The actors' performances were praised by several critics. Carman thought McCormack and Messing worked "nicely" together, and called the supporting cast "an asset". Kay Mcfadden of the Seattle Times also praised McCormack, Messing and the supporting cast as "very funny". Robert Laurence of The San Diego Union-Tribune wrote: "Messing and McCormack play wonderfully together, tossing lines back and forth as if they'd been at it for years, making their relationship quite believable. Sean Hayes, as the flamboyantly gay Jack, adds to the mix. Jack is flighty, temperamental, good-humored and highly likable." A reviewer for USA Today said he thought it would be nice to see Will have a "full life of his own", and not just serve as a "love-life adviser" to Grace and Jack. "I know it won't happen soon; NBC is so skittish about the so-called Ellen 'gay show' stigma, it's gone to Herculean lengths to avoid mentioning Will's sexuality. But a grace period can only last so long."

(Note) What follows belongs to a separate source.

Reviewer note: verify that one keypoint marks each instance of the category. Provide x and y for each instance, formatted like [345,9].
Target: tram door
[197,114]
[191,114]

The episode received less positive reviews as well. Rahul Gairola of PopMatters wrote that while "the pilot lays the usual groundwork by showing how the characters' lives are intertwined, it also demonstrates immediately the sitcom's major drawback, that the stereotypical gay character is the stand-out comic figure." A reviewer for the Los Angeles Times said "there's something not quite right about this show's approach to homosexuality... It has everything to do with Will's attitude. It approaches asexual, his gayness appearing to exist solely as a device to give him the moral authority to repeatedly ridicule the mincing manner of his bandanna-wearing homosexual friend, Jack, without being labeled homophobic." Suite101.com's Hana Lewis thought it was "regrettable" that the pilot's jokes revolved "solely around gay stereotypes and sexual innuendo". Some reviewers were also skeptical about the future of the show. One such review said, "If Will & Grace can somehow survive a brutal time period opposite football and Ally McBeal, it could grow into a reasonably entertaining little anomaly — that is, a series about a man and a woman who have no sexual interest in one another. But don't bet on it. If it's a doomed relationships viewers want, they'll probably opt for Ally."